Everything you believe that it is going to happen eventually happens in Guillermo Del Toro's"Pacific Rim." It has thinly developed characters, wildly derivative story and has its share of hard-to-follow battle sequences. It is what you expect after seeing the trailer and from a summer blockbuster: monsters stomping on iconic city skylines and giant robots pounding on monsters. Familiarity and predictability doesn't much matter because the 130 minute movie is conveyed with maximum expertise. It causes the kind of mayhem that can only be enjoyed in a big screen with excellent sound system. The movie starts with a voice-over prologue of what has gone from 2015. Many disgruntled "Kaiju's" (an alien race of giant monsters) is invading our earth through a portal deep in the Pacific Ocean.
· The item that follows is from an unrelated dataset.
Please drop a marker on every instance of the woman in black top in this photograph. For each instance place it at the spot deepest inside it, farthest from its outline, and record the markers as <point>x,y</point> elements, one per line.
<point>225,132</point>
They smash cities all over the world to rubble, until we discover giant manned robots known as "Jaegers." The 25-plus stories high robots, piloted by two mind-linked humans goes toe-to-toe with Kaiju. The giants are defeated and Kaiju has become toys for children, until the gang of aliens and its masters regained their power and came back stronger than before.
Raleigh Becket (Charlie Hunnam), a self-confident Jaeger pilot has lost his beloved brother and co-pilot in a battle with Kaiju. After his brother's death, Becket leaves the piloting and takes a job at the ill-fated "Wall of Life." Over the years, the monsters have become bigger and very dangerous and the jaegers are systematically destroyed. Led by Marshal Pentecost (Idris Elba) the Jaegar project is de-funded, which eventually forces him to go underground and work with the last four Jaegars. Becket is paired up with Mako Mori (Rinko Kikuchi), who wants revenge against the kaiju.
Unlike Emmerich or Michael Bay ("Transformers"), Del Toro isn't here to just show off his high-tech toys and awe inducing visual effects. He cares about other things such as character developments and narrative progression (cliched or not). The "wow" factor is paramount, but even with the unimaginable size of the whole action, we never get the
feeling that Del Toro loses control of his battles and effects. "Pacific Rim" isn’t completely bereft of del Toro's hallmarks: A little red shoe holds a key to Mako's childhood trauma -- in a del Toro film childhood always represents war (inner-space or real); the black market located in a neon-soaked Hong Kong; a Jaegar washed up on a misty seashore like a fallen Titan from Greek myth.
The pacing in "Pacific Rim" is perfect. There is breathing space before any gorgeously choreographed fights so it’s not just one booming attack after another. Hunnam and Kikuchi are effective enough as the movie's ostensible stars. Elba as the Jaegar commander gives an idiosyncratic performance. His rousing battle speech, “Today, at the edge of our hope, at the end of our time, we’ve chosen to
believe in each other ... Today we are canceling the Apocalypse!” is excellent. Burn Gorman and Charlie Day as the geeky, rival scientists are added for comic relief but they are distracting and lame. Ron Perlman ("Hellboy") makes a charming cameo as black-market kaiju organ dealer. The 3-D effects are used effectively but since 80% of the movie happens at night the amount of light that reaches the viewer's eyes is an issue.
During the Hong Kong action sequence Jaegar boxes the ear of "category 4" kaiju using a couple of shipping containers: a dumbly brilliant sequence with the right amount of cartoon majesty. That's how the whole movie could be described. Del Toro's "Pacific Rim" isn't a freak-out exercise like “Pan’s Labyrinth" or “The Devil’s Backbone.” It is an accessible blockbuster with a sheer visceral rush.
1 comment:
watched it in 3D and it gave me a big head-ache. I guess it would be more enjoyable in 2D.
Also the epic scene was where they use half-boat as hammer to thrash the kaiju. wonderful it was.